The conditionality of neo-citizens
The line dividing foreigners from citizens is imagined to be clear and absolute, but in reality is blurry and requires constant (re)iteration. It is also moving and increasingly, when Amir and I visit friends in foreign national prisons or detained at Oxfordshire’s IRC Campsfield House, Amir is reminded of his own precarity through the experiences of his less fortunate co-ethnics.
Amir is a refugee and although he now has British citizenship, developments such as increased rates of depriving dual and naturalised Brits of their citizenship, means that he remains precarious despite naturalising. In today’s Britain, Amir is indelibly Other, despite the identical British passports that we use as our IDs on these visits.

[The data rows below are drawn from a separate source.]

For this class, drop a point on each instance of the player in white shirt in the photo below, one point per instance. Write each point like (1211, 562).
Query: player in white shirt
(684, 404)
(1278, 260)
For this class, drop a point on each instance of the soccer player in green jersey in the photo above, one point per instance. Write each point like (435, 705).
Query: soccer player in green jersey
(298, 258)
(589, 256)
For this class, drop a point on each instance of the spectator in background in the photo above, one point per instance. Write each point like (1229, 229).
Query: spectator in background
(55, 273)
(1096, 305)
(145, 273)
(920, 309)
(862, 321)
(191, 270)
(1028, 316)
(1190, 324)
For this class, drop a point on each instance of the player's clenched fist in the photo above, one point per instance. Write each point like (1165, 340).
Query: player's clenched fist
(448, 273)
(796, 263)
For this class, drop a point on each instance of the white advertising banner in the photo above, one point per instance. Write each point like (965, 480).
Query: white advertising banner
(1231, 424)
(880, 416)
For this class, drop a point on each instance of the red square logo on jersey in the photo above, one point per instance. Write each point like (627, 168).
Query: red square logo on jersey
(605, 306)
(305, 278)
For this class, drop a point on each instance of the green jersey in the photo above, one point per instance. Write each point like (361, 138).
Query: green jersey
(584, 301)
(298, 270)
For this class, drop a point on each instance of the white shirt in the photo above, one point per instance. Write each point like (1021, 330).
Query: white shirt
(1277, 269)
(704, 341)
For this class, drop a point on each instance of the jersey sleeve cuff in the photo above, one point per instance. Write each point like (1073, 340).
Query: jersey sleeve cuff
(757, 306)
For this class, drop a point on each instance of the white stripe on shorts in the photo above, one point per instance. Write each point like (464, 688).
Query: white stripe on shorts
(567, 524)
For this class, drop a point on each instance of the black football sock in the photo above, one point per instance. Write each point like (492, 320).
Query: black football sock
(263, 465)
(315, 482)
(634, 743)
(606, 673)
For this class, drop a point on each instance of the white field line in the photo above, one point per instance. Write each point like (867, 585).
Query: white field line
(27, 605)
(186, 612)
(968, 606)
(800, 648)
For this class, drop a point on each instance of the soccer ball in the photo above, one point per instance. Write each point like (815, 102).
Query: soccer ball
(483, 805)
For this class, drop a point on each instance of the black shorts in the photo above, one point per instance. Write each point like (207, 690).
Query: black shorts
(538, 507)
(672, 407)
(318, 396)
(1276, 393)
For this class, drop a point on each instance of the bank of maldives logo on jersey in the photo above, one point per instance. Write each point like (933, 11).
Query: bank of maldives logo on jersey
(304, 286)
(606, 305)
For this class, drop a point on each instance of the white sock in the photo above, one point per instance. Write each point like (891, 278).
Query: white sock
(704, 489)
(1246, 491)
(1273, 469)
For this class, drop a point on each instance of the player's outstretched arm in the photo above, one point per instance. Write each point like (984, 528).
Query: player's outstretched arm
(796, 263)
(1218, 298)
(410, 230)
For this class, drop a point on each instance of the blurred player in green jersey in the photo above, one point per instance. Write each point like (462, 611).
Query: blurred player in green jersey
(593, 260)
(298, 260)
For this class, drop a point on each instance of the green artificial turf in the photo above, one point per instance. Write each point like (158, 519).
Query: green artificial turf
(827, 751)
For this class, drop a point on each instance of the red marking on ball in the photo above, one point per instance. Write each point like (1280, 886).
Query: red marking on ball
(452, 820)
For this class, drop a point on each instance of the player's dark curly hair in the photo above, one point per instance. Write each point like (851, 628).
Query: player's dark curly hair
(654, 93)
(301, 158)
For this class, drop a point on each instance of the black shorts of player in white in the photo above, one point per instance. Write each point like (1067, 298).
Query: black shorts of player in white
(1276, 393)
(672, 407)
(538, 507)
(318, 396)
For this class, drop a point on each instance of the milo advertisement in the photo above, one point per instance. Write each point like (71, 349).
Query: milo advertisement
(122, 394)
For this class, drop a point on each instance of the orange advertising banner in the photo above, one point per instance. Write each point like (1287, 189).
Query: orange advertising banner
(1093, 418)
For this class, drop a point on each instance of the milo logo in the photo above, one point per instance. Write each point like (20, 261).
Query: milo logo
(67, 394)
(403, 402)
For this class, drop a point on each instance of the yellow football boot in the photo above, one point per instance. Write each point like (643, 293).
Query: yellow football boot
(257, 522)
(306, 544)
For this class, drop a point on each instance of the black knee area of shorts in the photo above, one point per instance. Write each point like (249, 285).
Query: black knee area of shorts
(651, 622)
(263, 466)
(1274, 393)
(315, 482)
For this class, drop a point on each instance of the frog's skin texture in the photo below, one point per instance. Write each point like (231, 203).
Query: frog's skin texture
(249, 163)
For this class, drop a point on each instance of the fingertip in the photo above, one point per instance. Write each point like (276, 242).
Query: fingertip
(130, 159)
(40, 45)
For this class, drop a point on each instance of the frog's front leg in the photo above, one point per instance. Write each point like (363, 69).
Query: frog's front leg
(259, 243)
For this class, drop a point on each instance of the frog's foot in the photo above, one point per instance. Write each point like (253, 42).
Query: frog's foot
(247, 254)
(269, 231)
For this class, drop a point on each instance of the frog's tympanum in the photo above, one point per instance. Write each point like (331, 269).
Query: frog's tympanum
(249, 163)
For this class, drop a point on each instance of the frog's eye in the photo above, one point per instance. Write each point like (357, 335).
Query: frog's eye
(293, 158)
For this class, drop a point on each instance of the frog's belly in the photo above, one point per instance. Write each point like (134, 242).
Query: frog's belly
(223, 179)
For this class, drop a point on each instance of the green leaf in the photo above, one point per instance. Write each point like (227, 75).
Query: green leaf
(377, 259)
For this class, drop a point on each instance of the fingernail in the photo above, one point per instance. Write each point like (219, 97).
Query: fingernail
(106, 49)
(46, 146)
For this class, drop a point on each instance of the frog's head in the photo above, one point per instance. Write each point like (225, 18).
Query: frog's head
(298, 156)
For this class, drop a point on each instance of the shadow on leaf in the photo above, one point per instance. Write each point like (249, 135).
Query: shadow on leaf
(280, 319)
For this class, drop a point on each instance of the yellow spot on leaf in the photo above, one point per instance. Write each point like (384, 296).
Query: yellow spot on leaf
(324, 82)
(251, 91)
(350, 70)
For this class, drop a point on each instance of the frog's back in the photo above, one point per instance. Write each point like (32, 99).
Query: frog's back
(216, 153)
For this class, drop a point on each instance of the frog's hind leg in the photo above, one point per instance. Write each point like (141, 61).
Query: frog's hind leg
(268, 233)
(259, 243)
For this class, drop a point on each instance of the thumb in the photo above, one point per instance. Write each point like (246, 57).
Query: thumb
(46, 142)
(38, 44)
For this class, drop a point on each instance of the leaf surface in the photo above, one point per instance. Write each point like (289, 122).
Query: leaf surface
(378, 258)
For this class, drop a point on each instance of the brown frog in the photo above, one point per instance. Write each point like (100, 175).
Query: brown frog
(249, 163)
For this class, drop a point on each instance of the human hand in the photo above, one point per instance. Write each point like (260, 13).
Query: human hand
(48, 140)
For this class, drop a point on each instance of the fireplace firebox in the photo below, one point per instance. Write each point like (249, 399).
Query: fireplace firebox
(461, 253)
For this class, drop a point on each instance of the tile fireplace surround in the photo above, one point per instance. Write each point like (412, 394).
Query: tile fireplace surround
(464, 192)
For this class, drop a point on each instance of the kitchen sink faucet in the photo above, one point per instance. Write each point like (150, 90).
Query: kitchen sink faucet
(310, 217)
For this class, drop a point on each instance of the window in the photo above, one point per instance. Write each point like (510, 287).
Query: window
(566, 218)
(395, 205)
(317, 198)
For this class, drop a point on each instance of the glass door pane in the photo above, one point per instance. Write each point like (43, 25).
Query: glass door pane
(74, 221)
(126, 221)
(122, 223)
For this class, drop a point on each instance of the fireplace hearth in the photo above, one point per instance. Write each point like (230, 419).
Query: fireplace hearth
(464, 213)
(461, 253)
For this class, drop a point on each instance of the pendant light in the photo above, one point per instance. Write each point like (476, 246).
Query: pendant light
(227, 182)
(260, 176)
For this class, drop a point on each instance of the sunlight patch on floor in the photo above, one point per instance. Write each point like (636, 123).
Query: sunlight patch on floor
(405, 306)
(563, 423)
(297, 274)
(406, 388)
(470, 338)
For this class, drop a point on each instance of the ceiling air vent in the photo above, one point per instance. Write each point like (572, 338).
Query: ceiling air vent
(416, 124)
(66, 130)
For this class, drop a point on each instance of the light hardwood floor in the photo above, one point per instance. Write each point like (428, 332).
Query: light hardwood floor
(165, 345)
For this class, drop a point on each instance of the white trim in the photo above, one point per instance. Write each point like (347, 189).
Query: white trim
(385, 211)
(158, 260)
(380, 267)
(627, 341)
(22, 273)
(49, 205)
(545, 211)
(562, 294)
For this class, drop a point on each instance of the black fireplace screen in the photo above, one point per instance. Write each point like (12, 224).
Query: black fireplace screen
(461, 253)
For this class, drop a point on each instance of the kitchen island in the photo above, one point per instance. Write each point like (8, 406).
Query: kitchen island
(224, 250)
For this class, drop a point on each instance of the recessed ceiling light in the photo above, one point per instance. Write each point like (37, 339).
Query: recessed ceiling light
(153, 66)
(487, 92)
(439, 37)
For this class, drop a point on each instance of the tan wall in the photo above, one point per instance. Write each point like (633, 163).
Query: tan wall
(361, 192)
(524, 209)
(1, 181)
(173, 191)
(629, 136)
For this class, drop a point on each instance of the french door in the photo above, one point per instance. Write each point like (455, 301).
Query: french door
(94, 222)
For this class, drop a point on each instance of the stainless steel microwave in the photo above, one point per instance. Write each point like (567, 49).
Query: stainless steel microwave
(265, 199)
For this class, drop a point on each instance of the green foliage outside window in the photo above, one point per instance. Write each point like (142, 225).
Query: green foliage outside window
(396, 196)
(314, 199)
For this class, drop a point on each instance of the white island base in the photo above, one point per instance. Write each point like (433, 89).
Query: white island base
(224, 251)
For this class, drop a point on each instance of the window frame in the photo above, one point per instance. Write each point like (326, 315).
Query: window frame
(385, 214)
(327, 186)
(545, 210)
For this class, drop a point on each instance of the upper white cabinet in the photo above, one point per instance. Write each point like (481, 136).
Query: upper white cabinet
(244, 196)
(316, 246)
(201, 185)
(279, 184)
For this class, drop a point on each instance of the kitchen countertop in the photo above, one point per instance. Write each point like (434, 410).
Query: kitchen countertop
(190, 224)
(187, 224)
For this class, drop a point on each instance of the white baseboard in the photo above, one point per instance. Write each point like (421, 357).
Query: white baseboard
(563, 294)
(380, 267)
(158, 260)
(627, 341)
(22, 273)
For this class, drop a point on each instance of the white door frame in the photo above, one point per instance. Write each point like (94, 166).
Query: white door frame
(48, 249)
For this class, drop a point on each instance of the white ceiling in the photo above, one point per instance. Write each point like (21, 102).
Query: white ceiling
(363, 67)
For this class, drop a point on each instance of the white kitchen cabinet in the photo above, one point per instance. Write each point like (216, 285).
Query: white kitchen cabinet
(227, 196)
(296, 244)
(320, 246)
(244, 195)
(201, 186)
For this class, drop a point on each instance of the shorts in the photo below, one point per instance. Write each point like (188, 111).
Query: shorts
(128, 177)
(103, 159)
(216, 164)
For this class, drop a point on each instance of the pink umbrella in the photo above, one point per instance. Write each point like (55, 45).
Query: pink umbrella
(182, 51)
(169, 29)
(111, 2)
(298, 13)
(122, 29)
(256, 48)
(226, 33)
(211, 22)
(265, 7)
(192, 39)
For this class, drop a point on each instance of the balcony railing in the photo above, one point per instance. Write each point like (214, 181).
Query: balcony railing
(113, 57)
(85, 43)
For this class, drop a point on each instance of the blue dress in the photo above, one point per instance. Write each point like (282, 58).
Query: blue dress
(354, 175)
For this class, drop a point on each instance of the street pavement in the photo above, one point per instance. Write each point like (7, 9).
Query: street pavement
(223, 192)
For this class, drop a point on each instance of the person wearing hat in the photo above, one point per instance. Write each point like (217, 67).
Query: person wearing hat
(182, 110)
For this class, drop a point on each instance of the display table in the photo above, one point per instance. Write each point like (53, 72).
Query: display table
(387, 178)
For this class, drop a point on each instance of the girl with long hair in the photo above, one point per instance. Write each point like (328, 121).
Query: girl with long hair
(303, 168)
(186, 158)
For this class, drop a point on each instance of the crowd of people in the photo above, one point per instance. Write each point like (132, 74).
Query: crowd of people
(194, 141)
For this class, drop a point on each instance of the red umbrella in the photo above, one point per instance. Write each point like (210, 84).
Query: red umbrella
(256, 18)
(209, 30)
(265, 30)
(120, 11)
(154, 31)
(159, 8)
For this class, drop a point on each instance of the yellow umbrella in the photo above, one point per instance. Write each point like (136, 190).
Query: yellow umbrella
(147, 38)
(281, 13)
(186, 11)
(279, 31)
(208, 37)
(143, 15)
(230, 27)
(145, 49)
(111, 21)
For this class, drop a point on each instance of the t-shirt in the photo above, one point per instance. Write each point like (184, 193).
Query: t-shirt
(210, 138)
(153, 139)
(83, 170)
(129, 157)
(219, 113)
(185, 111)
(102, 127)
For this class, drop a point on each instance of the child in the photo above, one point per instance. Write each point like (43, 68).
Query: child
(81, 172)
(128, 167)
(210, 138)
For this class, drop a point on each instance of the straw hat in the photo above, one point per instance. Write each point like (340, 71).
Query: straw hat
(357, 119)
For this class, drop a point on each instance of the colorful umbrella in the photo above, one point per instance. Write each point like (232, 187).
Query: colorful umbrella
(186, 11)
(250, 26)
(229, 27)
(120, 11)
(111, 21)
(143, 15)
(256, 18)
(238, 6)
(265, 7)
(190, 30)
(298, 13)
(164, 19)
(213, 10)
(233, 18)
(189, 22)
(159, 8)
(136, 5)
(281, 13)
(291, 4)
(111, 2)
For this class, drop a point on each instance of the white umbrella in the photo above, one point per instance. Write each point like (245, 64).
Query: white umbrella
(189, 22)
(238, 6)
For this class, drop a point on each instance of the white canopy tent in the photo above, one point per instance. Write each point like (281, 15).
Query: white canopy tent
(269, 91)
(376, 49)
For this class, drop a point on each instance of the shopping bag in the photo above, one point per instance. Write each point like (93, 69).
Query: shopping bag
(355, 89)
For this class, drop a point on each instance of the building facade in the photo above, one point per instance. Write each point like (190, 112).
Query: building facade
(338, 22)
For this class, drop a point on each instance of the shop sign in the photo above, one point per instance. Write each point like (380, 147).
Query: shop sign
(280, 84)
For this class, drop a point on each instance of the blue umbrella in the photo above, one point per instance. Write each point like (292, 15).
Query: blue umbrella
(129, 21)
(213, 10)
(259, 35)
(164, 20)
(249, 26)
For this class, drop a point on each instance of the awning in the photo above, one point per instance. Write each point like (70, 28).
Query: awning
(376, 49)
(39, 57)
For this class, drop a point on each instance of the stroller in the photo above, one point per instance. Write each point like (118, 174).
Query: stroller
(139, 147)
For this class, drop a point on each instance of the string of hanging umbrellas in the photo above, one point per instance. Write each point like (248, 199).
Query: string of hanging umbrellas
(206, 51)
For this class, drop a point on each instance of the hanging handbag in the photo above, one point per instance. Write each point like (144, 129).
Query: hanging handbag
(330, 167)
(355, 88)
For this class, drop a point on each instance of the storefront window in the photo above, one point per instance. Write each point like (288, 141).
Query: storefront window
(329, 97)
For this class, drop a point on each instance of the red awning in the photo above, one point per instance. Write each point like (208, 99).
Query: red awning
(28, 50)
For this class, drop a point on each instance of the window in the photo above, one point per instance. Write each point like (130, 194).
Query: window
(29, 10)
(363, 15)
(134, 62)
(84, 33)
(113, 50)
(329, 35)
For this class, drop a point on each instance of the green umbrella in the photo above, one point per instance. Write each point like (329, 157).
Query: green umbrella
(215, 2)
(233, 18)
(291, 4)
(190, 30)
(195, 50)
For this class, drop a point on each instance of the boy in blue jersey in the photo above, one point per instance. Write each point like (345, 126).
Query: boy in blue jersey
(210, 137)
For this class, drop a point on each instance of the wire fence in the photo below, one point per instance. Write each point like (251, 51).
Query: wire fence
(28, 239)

Campsfield House is only six miles away from COMPAS, and yet such sites, and indeed the very practice of immigration detention, remains peculiarly out of sight. Attempting to raise awareness, the Detention Forum’s online initiative #Unlocked16, undertakes an annual two month-long virtual ‘tour’ of the UK’s detention estate. Now in its third year, this social media project ‘visits’ every site of immigration detention in the UK, including Campsfield this week and prisons previously. Tweets, blog posts and an interactive weekly Twitter-based Q&A with someone currently detained, help shine a spotlight on immigration detention.
#Unlocked16
This year, #Unlocked16’s theme is ‘Friends and Family’, acknowledging that in addition to people actually detained, immigration detention affects those like Amir and the families we waited with at that prison. Fundamentally, as Musa and Amir show us, immigration enforcement is a phenomenon that goes beyond the detained individual and traditional IRC sites, and that is entering new places and encompassing new groups. This is a trend some years in the making but that is accelerating with policies that lengthen and entrench the precariousness of non-citizens (and increasingly also of new and dual-citizens), and that multiply the spaces in which immigration checks and exclusions occur.
Given the centrality of migration to the UK’s recent EU referendum and the pledges by President-elect Trump to deport millions of people from the USA, we can be certain that immigration enforcement will remain high on political agendas worldwide. We urgently need to debate the role of immigration detention in boundary making and I’d urge you, whether or not you have (yet) been touched by the practice, to explore and participate in #Unlocked16.